Campaigning kicks off for Libya elections

Candidates have 18 days in run-up to July 7 polls to choose a national assembly, the country’s first in a generation.

Campaigning for Libya’s first national election in a generation has kicked off ahead of July 7 polls to choose an national assembly which will re-draw the autocratic system of rule put in place by ousted leader Muammar Gaddafi.

In a statement published on its website on Monday, Libya’s electoral commission said that candidates will have 18 days to campaign, from June 18 until July 5, with 2,501 independents and 1,206 political association candidates eligible to stand.

Candidates are being fielded from 142 political associations, the commission said, in polls due to be held 18 days later than originally planned because of the logistical challenges in a country still recovering from last year’s revolt.

Eighty of the assembly’s 200 seats will go to political parties and the rest to independent candidates.

The assembly’s job will be to oversee the government, draft a new constitution and schedule a new round of elections.

Libyans began registering for the election in May and around 2.7 million people, or about 80 per cent of eligible voters, have put their names down to participate.

Campaign guidelines

The country is currently governed by the National Transitional Council (NTC), an unelected body of civic and tribal leaders and Gaddafi opponents which is recognised internationally as the country’s legitimate leadership.

Once the newly elected assembly holds its first session, the NTC is due to step down.

Nuri al-Abbar, head of the electoral commission, urged candidates “to conduct an honorable competition and live up to their responsibilities”. 

Campaign guidelines published by the electoral commission called on candidates to avoid conducts that foster the outbreak of conflicts between voters, hurt national unity and sow discrimination or hatred.

Candidates are obliged to disclose how their campaign was financed.

During his 42-year rule, Gaddafi banned direct elections, saying they were bourgeois and anti-democratic.

Ian Martin, the United Nations envoy for Libya, told AFP news agency that the new timetable for the elections was doable and called the delay a “wise” move as it would give voters more time to familiarise themselves with the candidates.

“It is still tight but our electoral team … believes this is a feasible timetable,” he said. “It doesn’t have to be a perfect election but it is a much needed election.”

Security concerns

Martin said UN advisers were counselling the interior ministry on its security planning for the first national election since the 2011 popular uprising toppled Gaddafi’s regime.

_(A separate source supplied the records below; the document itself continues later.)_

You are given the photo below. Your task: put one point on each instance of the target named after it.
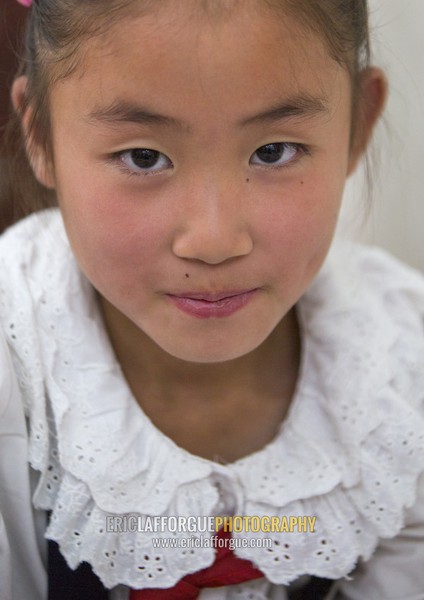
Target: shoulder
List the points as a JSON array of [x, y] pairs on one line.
[[368, 286]]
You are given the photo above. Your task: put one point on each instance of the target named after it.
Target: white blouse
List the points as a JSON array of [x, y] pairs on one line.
[[350, 452]]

“In a post-conflict situation it would be unrealistic to think that there would be no security problems at all, but I am very encouraged by the fact that there were no serious security incidents around voter registration,” he said.

“Once there are competing candidates the mood can heat up a bit, but I believe that the capacity is there to address security problems if they arise.”

He said that the new authorities have shown considerable capacity in mediating clashes, even though the nascent army remains weak and dependent on brigades of former rebels to help settle conflicts.

Renewed gunbattles raged in northwest Libya on Monday between fighters who supported the revolution and former Gaddafi loyalists, killing at least 60 people, local medical sources said.

On Sunday, Libyan troops arrived in the mountanous area near Zintan to impose a ceasefire, as fighting spilled into a seventh day.

Other clashes this month centred on the southern city of Kufra and in the Nafusa mountain region west of the capital, Tripoli.

Libya has also witnessed a series of attacks on Western targets in recent weeks, mostly in the eastern city of Benghazi, cradle of the 2011 revolt.